Venture capital funds may be struggling to raise money lately, but their investments in other companies actually increased during the second quarter — a positive sign after one of the bleakest periods for the venture capital industry in years.

VC funds invested $6.5 billion across 906 deals during Q2, and $11.4 billion across 1,646 deals in the first half of 2010, according to the MoneyTree Report released today by PricewaterhouseCoopers and the National Venture Capital Association.

The data, provided by Thomson Reuters, shows a 34 percent increase in the amount invested between Q2 2009 and Q2 2010, and a 22 percent uptick in the number of deals. The half-year dollar amount jumped 49 percent, and the number of deals went up 23 percent compared to last year.

But this doesn’t mean that venture capital has made a full recovery from the economic downturn. Its results for the quarter are strong, but not as good as they were in 2006, 2007 and 2008, when the investment totals exceeded $7 billion and included more deals.

Their report made several other key observations about investment activity this quarter:

– Dollars sunk into the clean technology sector doubled during Q2, up from Q1, setting a new record for quarterly investment in the area at $1.5 billion. Interestingly, the number of deals in green remained flat between the two quarters, but included seven of the top deals of the quarter, as well as the fourth largest deal in any sector in the past 15 years (the $350 million invested in Better Place, a company that wants to build battery-switching stations for electric vehicles).

– Investment in biotechnology bumped up 52 percent in dollars to $2.1 billion across 234 deals. Pricewaterhouse attributes the boost to the large number of companies filing to go public in the sector. Medical device investing, in particular, went up 40 percent to $755 million across 95 deals.

– The software industry saw the highest number of deals: 229 — a 43 percent increase from the first quarter. But the sector still came in third place in terms of dollars, receiving only $1 billion. Clearly, software remains the most capital-efficient category for firms.

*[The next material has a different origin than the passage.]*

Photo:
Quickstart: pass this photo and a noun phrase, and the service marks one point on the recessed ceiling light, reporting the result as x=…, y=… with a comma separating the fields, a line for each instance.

– Seed and early-stage investments are on the rise, increasing 54 percent to $2.3 billion in the second quarter. The number of deals in this category increased 32 percent to 429 just from Q1, and accounted for 47 percent of the total number of deals made during the quarter. Seed deals are also growing in size, from an average of $5.1 million in Q1 to $7.1 million in Q2.

– Mid-stage — also knows as expansion stage — investments increased 48 percent over the second quarter, with $2.7 billion handed out in 277 deals.

– Late-stage investment remained flat at $1.5 billion, although the number of deals increased 14 percent from Q1 to 200. Later-stage rounds are actually shrinking, with averages falling from $8.9 million in Q1 to $7.7 million in Q2. This highlights a convergence between seed and angel investors and large late-stage venture firms, noted earlier this week at the VentureBeat’s MobileBeat conference.

Other top deals in Q2 included $150 million for solar-thermal company BrightSource Energy, $90 million for analysis software maker Palantir Technologies, $70 million for photovoltaic manufacturer Stion, $62 million for advanced battery maker Boston Power, $55 million for solar panel financing firm SunRun, and $50 million for DNA sequencing provider Pacific Biosciences.

Earlier reports breaking down venture capital performance in the second quarter were not nearly as sunny as today’s. Earlier this week, the NVCA released two other reports, one showing a seven-year low in the dollars raised by funds from limited and institutional partners, and one detailing results of a survey showing that most venture capitalists see their industry shrinking in the U.S. and Europe and growing in emerging markets like Asia.